Small-scale farmers, pastoralists and rural producers generate value at the first mile of our food systems. Yet their scale often limits their ability to access market opportunities, and this is where farmers' organizations make the greatest difference.
By bringing small producers together, these organizations unlock services that individual farmers could not afford on their own. They also enable producers to aggregate their output and seize market opportunities that require a level of scale or quality unattainable alone.
IFAD investments in
#Morocco, for example, have helped producers increase their incomes through cooperative-run processing units, enabling young people and smallholders to package apples, produce apple vinegar, process olive oil and store meat.
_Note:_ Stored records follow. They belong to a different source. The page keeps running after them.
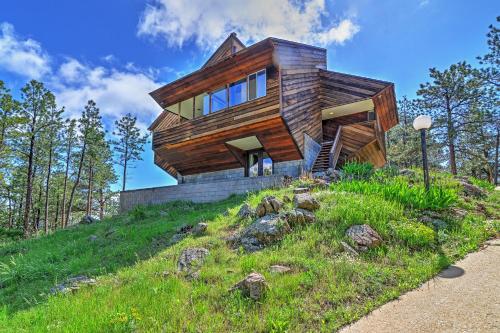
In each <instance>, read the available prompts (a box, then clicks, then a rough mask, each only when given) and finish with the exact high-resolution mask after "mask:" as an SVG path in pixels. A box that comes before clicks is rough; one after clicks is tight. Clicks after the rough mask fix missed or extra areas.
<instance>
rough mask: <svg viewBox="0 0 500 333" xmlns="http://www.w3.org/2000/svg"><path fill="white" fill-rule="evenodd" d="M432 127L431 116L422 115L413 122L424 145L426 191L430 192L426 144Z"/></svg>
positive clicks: (422, 143) (424, 158) (422, 149)
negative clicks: (430, 129)
mask: <svg viewBox="0 0 500 333" xmlns="http://www.w3.org/2000/svg"><path fill="white" fill-rule="evenodd" d="M431 125H432V119H431V117H429V116H426V115H421V116H418V117H417V118H415V120H414V121H413V128H414V129H416V130H417V131H420V139H421V143H422V166H423V168H424V183H425V190H426V191H429V166H428V164H427V144H426V142H425V130H426V129H429V128H430V127H431Z"/></svg>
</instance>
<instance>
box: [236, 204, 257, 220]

The results speak for themselves: average income per apple tree rose by 26%, per olive tree by 30% and sheep prices increased by 45%.
In
#Cambodia, the IFAD-financed ASPIRE programme supported the creation of producer organizations that are helping farmers move from informal local trading to structured commercial partnerships. Through cooperatives, producers can aggregate supply, meet quality standards and negotiate directly with buyers.
Participating farmers increased market sales volumes by 41% and incomes by more than 50%.
These investments do not simply expand assets, they fundamentally change how those assets are valued. By rallying producers and creating added value, farmers' organizations position smallholders in higher-value markets, turning subsistence into opportunity.